Every year this family has a big camping trip. It’s grown over the years from just them to four families. They knew we liked to camp, so this year they asked us to join the group and we accepted. We were all looking forward to it, particularly my daughter who had previously met another of the girls in the group (besides the girl we’ve known for years) and really hit it off with her.
It went badly. My wife and I had an okay time with the adults, but the interactions between the kids went completely off the rails. Everything seemed fine Friday night, but on Saturday, the other six kids decided that the most fun thing to do was ostracize the two newcomers – my kids. This included making up nasty nicknames for them and excluding them from any games they were playing. Eventually my kids gave up entirely on the group. My daughter spent the rest of the trip playing with some other kids she’d never met before at a neighboring campsite. My son went off exploring in the woods on his own.
Now both of my kids are pretty emotionally resilient and neither was traumatized by the experience (or even very upset) … but WHAT THE HELL!? It’s not even like their “friends” were just going along with the group … they were actually taking the lead in making my kids feel like unwanted outsiders.

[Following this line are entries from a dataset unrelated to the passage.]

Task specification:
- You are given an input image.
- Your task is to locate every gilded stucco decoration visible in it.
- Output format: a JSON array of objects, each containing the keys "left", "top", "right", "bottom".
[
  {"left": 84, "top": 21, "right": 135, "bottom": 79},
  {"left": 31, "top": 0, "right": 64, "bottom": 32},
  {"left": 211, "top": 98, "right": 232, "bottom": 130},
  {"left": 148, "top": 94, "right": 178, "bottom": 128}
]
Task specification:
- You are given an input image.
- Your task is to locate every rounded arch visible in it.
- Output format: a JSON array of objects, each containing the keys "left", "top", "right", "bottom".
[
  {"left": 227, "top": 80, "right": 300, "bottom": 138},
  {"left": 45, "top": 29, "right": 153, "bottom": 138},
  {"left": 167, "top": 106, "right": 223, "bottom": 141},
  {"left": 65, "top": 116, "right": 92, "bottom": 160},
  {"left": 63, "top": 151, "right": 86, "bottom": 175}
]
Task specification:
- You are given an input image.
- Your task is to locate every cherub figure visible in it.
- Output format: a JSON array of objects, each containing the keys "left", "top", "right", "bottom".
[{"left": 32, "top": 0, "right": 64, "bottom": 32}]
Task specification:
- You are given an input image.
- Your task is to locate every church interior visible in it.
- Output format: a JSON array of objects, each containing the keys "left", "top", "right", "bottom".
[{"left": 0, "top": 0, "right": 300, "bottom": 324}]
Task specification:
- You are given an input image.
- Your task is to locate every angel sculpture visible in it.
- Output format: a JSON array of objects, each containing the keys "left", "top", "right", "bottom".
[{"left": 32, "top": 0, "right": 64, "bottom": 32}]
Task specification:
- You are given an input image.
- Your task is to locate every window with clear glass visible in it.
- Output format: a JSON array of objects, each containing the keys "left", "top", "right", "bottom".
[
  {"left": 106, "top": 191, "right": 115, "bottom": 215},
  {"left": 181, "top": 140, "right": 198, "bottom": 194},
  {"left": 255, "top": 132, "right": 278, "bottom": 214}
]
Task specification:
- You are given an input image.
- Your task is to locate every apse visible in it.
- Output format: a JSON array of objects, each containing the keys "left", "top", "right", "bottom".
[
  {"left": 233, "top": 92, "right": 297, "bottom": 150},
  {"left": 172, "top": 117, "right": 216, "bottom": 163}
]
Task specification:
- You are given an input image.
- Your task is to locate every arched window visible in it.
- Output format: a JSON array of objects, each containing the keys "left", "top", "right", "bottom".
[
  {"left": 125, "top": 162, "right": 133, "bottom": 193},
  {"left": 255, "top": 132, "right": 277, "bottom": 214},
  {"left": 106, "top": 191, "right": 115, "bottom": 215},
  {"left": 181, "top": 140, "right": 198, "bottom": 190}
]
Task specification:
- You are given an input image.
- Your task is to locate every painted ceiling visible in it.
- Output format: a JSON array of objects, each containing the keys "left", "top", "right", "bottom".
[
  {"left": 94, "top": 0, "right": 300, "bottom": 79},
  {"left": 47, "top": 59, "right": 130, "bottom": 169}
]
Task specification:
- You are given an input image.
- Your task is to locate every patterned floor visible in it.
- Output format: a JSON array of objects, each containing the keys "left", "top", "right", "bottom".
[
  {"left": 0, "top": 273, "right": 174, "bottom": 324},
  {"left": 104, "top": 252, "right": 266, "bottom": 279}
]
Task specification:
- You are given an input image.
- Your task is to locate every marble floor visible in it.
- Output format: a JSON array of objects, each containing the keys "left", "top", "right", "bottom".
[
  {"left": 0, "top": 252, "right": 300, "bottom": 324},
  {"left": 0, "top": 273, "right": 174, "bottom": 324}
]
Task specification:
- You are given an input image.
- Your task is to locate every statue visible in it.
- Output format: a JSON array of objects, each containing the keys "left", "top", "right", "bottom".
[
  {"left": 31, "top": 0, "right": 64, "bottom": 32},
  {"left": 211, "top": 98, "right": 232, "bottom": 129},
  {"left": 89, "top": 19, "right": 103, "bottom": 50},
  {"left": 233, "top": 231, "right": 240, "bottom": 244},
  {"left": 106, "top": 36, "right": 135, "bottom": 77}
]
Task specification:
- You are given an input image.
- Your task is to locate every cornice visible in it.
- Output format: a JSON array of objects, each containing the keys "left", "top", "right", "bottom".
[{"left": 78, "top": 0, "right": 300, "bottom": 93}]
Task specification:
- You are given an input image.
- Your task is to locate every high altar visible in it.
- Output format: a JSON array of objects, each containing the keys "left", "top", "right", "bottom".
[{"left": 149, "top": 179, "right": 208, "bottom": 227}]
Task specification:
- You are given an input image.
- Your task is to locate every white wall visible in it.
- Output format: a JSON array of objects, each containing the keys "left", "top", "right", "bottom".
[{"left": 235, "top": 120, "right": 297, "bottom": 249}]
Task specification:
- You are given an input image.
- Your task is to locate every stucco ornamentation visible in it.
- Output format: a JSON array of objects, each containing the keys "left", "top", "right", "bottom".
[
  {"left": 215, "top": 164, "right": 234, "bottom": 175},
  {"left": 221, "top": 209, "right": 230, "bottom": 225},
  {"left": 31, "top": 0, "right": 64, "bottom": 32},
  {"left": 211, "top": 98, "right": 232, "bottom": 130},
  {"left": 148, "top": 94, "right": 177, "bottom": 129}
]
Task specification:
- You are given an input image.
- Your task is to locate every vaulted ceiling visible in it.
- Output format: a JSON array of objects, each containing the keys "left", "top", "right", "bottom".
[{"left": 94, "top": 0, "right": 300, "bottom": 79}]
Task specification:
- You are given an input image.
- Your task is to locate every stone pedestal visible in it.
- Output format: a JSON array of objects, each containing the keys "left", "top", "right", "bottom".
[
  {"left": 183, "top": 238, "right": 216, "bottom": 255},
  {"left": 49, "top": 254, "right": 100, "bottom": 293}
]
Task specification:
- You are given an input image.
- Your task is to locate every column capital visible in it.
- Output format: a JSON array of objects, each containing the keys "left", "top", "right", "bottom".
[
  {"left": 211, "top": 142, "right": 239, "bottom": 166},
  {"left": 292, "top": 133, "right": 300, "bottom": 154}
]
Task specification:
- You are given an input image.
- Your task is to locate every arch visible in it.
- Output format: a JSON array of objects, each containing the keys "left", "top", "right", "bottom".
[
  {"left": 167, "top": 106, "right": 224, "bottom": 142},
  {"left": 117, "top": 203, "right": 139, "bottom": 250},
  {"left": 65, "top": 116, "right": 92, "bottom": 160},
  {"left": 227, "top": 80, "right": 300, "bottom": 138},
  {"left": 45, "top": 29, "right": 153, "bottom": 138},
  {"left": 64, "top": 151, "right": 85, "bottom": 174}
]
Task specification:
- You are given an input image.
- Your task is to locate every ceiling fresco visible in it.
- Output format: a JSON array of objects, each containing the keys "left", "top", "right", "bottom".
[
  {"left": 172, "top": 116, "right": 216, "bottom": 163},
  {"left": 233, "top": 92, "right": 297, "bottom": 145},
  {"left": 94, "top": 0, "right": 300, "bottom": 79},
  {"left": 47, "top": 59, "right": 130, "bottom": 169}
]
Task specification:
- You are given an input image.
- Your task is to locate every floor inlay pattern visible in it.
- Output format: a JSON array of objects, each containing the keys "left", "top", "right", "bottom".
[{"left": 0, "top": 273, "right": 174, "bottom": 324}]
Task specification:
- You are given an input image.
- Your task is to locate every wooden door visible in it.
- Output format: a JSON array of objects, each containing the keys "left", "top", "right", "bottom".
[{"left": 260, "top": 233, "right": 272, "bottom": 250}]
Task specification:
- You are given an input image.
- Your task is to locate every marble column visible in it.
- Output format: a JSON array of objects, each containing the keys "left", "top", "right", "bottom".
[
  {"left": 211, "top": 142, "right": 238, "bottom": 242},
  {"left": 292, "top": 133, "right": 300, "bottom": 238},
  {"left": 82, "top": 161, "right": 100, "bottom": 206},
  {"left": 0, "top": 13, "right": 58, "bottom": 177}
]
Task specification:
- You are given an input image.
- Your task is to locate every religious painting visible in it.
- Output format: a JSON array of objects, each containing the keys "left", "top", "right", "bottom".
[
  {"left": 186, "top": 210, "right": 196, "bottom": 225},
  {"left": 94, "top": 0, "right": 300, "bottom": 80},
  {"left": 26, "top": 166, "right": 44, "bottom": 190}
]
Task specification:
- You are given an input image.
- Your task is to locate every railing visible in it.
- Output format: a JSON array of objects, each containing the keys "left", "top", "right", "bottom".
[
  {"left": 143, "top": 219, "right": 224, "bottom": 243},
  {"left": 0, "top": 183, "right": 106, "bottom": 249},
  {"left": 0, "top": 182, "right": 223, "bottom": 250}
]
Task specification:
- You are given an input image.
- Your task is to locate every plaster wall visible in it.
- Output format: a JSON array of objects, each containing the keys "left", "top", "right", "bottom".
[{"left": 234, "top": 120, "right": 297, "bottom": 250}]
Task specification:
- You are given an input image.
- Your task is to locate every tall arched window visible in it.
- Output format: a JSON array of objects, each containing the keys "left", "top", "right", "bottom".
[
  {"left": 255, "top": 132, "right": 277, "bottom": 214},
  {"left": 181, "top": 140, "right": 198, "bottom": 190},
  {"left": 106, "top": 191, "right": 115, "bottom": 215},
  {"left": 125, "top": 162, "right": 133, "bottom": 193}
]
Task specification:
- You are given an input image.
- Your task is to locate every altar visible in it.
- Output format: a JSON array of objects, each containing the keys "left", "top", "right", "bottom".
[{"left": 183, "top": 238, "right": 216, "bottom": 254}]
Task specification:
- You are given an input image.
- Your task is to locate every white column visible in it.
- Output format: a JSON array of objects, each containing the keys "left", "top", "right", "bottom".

On Sunday as we were packing to leave several of the parents came up to say they were sorry about how things went. Well, if you noticed what was happening, why didn’t you intervene to nip this little Lord of the Flies experiment in the bud? If I’d seen either of my kids deliberately teasing and shunning someone, I sure as hell would have hauled them off to the side and told them to cut it out. Of course, the older boy spent half the trip loudly berating his mother (!) because she had forgotten to pack his DS, so maybe they didn’t feel capable of exerting that sort of discipline.
Now I have a problem. After seeing how these kids treated my kids, I really don’t feel like running D&D for them anymore. Life is too short to spend time hanging out with people who treat you like shit … you know? And to tell the truth, they’ve sometimes been little shits during our games. Nothing as outrageous as last weekend, but definitely jerkish and nasty.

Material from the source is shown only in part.